Quantas instituições ou órgãos de classe podem orgulhar-se, em Portugal, nas últimas duas décadas, de um comportamento assim?

Para nós é claro que a força reivindicativa do Sindicato dos Jornalistas lhe advém na razão directa da capacidade de atenção à ética que demonstrar sobre a própria classe. Mas também é claro que a atenção à ética não pode andar dissociada da capacidade de reivindicação e de luta pela melhoria das condições concretas em que os jornalistas exercem a sua profissão. Tapar os olhos ao estado de degradação e mau trato em que se encontram as condições profissionais e de vida da esmagadora maioria dos jornalistas portugueses, para fazer um órgão de classe concentrar-se unicamente na auto-repreensão deontológica seria destiná-lo à prática de exercícios florentinos gratuitos ou de masoquismo colectivo.

O processo é simples e invariável: em Portugal, um órgão dos jornalistas que nasce com o objectivo de lutar pelas condições materiais, rapidamente descobre que tem de incluir a deontologia nos seus planos de acção; um órgão dos jornalistas que nasça com o estrito fim de promover o debate deontológico e a autocrítica na classe, imediatamente percebe que, se não se bater por condições concretas de vida dos jornalistas, fica coxo.

Por isso, a nosso ver, a dicotomia Sindicato/Deontologia só enfraquece, a dialéctica Sindicato/Deontologia só fortalece. A ambos.

 2. É hoje indubitável que a intervenção do Conselho Deontológico em defesa de um jornalismo responsável acrescentou credibilidade e prestígio ao Sindicato dos Jornalistas e à profissão, na opinião pública,  perante outras organizações sociais e profissionais e junto das instâncias de decisão legislativa.

Mas porque assim é e porque é visível o prestígio e a credibilidade da instância ética dos jornalistas, o Conselho Deontológico viu-se alvo de um novo tipo de ataque: duas acções judiciais desencadeadas por jornalistas publicamente criticados. Nos dois casos tratou-se de jornalistas que, em circunstâncias diferentes, quebraram ilegítima e injustificadamente o seu dever de segredo de fonte confidencial. Numa atitude de fuga para a frente, estes jornalistas procuraram a via judicial na esperança de encontrar uma vírgula da lei que coloque o Conselho Deontológico na defensiva.

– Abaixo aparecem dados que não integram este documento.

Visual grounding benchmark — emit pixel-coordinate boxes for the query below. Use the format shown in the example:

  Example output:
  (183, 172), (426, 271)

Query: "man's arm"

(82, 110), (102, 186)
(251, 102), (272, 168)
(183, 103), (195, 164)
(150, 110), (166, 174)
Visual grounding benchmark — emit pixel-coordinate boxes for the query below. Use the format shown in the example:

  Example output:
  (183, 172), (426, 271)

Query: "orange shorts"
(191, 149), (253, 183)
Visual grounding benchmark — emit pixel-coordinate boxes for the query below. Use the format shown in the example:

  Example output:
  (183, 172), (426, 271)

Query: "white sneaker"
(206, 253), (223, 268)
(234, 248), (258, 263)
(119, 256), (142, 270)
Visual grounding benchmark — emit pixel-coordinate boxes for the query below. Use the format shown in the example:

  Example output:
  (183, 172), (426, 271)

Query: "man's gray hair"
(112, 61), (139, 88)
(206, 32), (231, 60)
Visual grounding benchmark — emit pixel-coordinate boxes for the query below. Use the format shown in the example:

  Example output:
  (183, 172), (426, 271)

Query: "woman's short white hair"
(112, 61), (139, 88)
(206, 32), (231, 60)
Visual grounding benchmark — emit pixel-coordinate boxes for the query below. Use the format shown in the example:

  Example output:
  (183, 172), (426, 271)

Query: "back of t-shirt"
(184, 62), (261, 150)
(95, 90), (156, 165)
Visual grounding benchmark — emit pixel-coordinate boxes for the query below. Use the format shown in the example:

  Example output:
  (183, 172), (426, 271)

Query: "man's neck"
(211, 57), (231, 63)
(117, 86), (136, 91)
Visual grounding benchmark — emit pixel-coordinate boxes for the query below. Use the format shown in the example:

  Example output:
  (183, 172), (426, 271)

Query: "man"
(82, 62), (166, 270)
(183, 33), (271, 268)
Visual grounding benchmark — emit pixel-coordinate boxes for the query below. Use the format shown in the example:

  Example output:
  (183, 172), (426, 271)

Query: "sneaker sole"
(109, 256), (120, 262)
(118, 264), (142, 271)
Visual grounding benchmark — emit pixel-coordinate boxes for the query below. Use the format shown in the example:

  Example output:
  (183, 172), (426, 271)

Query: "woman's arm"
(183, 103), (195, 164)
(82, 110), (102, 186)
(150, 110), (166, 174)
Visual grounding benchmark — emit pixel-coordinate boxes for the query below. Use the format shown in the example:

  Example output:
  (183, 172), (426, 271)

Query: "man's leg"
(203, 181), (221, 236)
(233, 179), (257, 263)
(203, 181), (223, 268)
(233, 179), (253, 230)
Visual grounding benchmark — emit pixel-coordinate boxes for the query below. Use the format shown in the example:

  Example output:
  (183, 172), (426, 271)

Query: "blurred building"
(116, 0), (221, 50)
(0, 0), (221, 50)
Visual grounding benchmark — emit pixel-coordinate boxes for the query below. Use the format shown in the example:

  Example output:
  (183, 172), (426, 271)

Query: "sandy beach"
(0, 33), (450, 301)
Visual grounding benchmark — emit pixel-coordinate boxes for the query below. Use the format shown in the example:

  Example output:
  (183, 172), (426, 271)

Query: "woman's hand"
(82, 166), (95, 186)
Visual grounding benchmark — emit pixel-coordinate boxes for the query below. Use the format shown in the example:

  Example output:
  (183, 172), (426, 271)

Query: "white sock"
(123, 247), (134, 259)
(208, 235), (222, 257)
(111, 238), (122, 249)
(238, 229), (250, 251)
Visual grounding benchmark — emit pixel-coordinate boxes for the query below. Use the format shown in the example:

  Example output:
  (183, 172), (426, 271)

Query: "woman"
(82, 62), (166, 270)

Isso não acontecerá. Pelo contrário, deve impulsionar o Conselho Deontológico a avançar na linha traçada. E assim se propõe fazer a presente linha sindical, continuadora da que cessa funções.

E para que a estratégia de não pactuar com as faltas aos deveres deontológicos se consolide, propõe-se esta lista dar ainda mais publicidade e visibilidade aos documentos que elabora – comunicados, recomendações, pareceres e as queixas, de que se possam extrair importantes reflexões para um exercício criterioso da profissão. De uma coisa podem todos estar certos: nada  nem ninguém fará deste Conselho Deontológico uma instância cúmplice ou silenciosa.

Até agora, já eram colocados, quer no boletim PassaPalavra, quer na página da net do Sindicato dos Jornalistas, os documentos mais importantes do Conselho Deontológico. Mas a experiência revelou que isso não chega: há que fazer interiorizar o debate deontológico e, para isso, esta linha sindical propõe-se tomar algumas iniciativas, a saber:

– para além da divulgação dos documentos no boletim PassaPalavra e na página da net, abrir-se-á uma chatroom para debate de questões específicas do jornalismo, na sua vertente ética, com temas que tanto podem ser propostos pelo Conselho Deontológico como pelos próprios participantes;

– porque tem sido visível a vontade de muitos jornalistas participarem na organização da reflexão ética, serão estimulados os Núcleos de Debate Deontológico (NDD) espalhados pelo país e pelas escolas, enquadrados por jornalistas profissionais, sindicalizados ou não;

– mobilizar as estruturas do jornalistas para o debate e escrutínio ético; nesse sentido, não só se dirigirão apelos aos Conselhos de Redacção como se procurará reanimar a estrutura do Conselho de Delegados Sindicais; os delegados sindicais podem e vão desempenhar um papel activo em matéria de deontologia nas redacções.